Central Mucoepidermoid carcinoma of mandible - A case report and review of the literature.

BACKGROUND: Primary central mucoepidermoid carcinoma of jaws is a rare lesion comprising 2-3% of all mucoepidermoid carcinomas reported in literature. CASE
PRESENTATION: The case presented here illustrates the hypothesis that its specific pathogenesis is unknown.
CONCLUSIONS: Mucoepidermoid carcinoma of the jaw is a rare tumour of unknown aetiology. Although about a 100 cases has been reported in literature, the speculation on its aetiopathogenesis has mainly centred on the pluripotential capabilities of the epithelial lining of odontogenic cysts.

Background

Mucoepidermoid carcinoma is usually associated with salivary glands and comprises 5–10% of all salivary gland tumours [1-3]. In 1945, Stewart and associates described its mucous-secreting and epidermal cellular elements thus establishing it as a distinct pathologic entity [4]. Eversole reviewed 815 cases and found that of the major salivary gland tumours, 89.6% involved the parotid, 8.4% submandibular and 0.4% sublingual gland [1]. The palate was the most common site for minor salivary gland involvement, accounting for 41.1% of intraoral lesions [1].

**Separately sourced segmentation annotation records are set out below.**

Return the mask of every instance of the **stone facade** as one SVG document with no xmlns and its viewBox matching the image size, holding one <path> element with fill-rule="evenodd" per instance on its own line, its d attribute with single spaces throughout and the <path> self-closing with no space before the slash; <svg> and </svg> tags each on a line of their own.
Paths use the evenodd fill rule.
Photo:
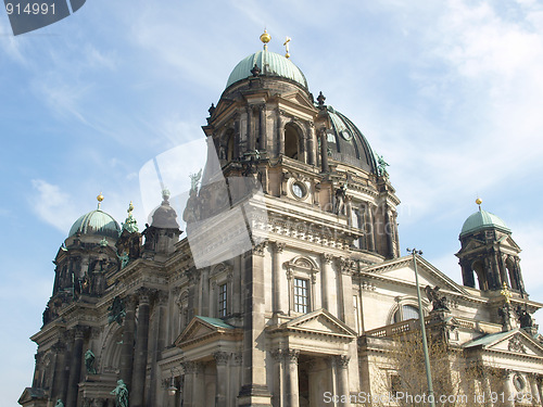
<svg viewBox="0 0 543 407">
<path fill-rule="evenodd" d="M 414 257 L 400 256 L 384 165 L 324 101 L 262 71 L 224 91 L 203 127 L 218 165 L 207 161 L 182 214 L 189 238 L 167 193 L 141 233 L 131 212 L 118 237 L 76 228 L 55 259 L 21 405 L 113 406 L 117 380 L 132 407 L 333 405 L 325 394 L 353 395 L 334 404 L 349 406 L 383 391 L 376 378 L 401 363 L 393 343 L 418 329 Z M 251 247 L 229 256 L 248 231 Z M 422 311 L 457 358 L 502 369 L 507 395 L 539 400 L 543 347 L 528 318 L 542 305 L 507 237 L 497 249 L 463 240 L 464 285 L 417 257 L 420 285 L 438 285 L 447 308 L 425 298 Z"/>
</svg>

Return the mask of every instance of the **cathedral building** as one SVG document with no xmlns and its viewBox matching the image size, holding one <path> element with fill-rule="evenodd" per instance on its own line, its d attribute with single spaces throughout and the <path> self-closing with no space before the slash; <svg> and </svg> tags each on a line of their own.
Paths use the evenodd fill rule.
<svg viewBox="0 0 543 407">
<path fill-rule="evenodd" d="M 141 231 L 137 208 L 119 226 L 102 194 L 74 222 L 18 403 L 397 406 L 362 396 L 402 393 L 394 344 L 424 317 L 458 361 L 443 373 L 452 390 L 463 391 L 463 367 L 478 367 L 498 380 L 469 377 L 464 393 L 540 406 L 531 315 L 543 304 L 529 298 L 512 230 L 478 202 L 459 233 L 462 284 L 416 252 L 402 256 L 388 164 L 314 98 L 288 52 L 261 40 L 209 111 L 207 162 L 182 214 L 164 188 Z"/>
</svg>

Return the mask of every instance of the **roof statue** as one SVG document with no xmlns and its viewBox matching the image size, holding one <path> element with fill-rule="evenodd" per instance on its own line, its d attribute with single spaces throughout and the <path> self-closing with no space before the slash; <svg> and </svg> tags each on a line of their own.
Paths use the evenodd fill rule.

Aberrant salivary gland neoplasms arising within the jaws as primary central bony lesions are extremely rare comprising 2–3% of all mucoepidermoid carcinomas reported [2]. Lepp in 1939 first reported an intraosseous mucoepidermoid carcinoma of the mandible in a 66-year-old woman [5] and Bhaskar [6] in 1963 reported two cases discussing the criteria for their origin, histological composition and possible explanations for tumour pathogenesis. In 1991, after a systematic review of its histology and degree of differentiation the WHO classification recommended that the term "mucoepidermoid tumour" be changed to "mucoepidermoid carcinoma"[7]. Waldron and Mustoe [8] suggested that intraosseous mucoepidermoid carcinoma be included in primary intraosseous carcinoma of jaw as type 4 (Table 1) [9]. A thorough review of the English literature revealed about 100 reported cases of mucoepidermoid carcinoma arising in mandible [2,3,10,11]. We report here another case of central mucoepidermoid carcinoma within the bony mandible with no initial connection to alveolus.

Table 1

Classification of Primary Intraosseous Carcinoma

Type 1: PIOC exodontogenic cyst

Type 2A: Malignant ameloblastoma

Type 2B: Ameloblastic carcinoma arising de novo, exameloblastoma or exodontogenic cyst

Type 3: PIOC arising de novo

a) Keratinising type

b) Nonkeratinising type

Type 4: Intraosseous mucoepidermoid carcinoma.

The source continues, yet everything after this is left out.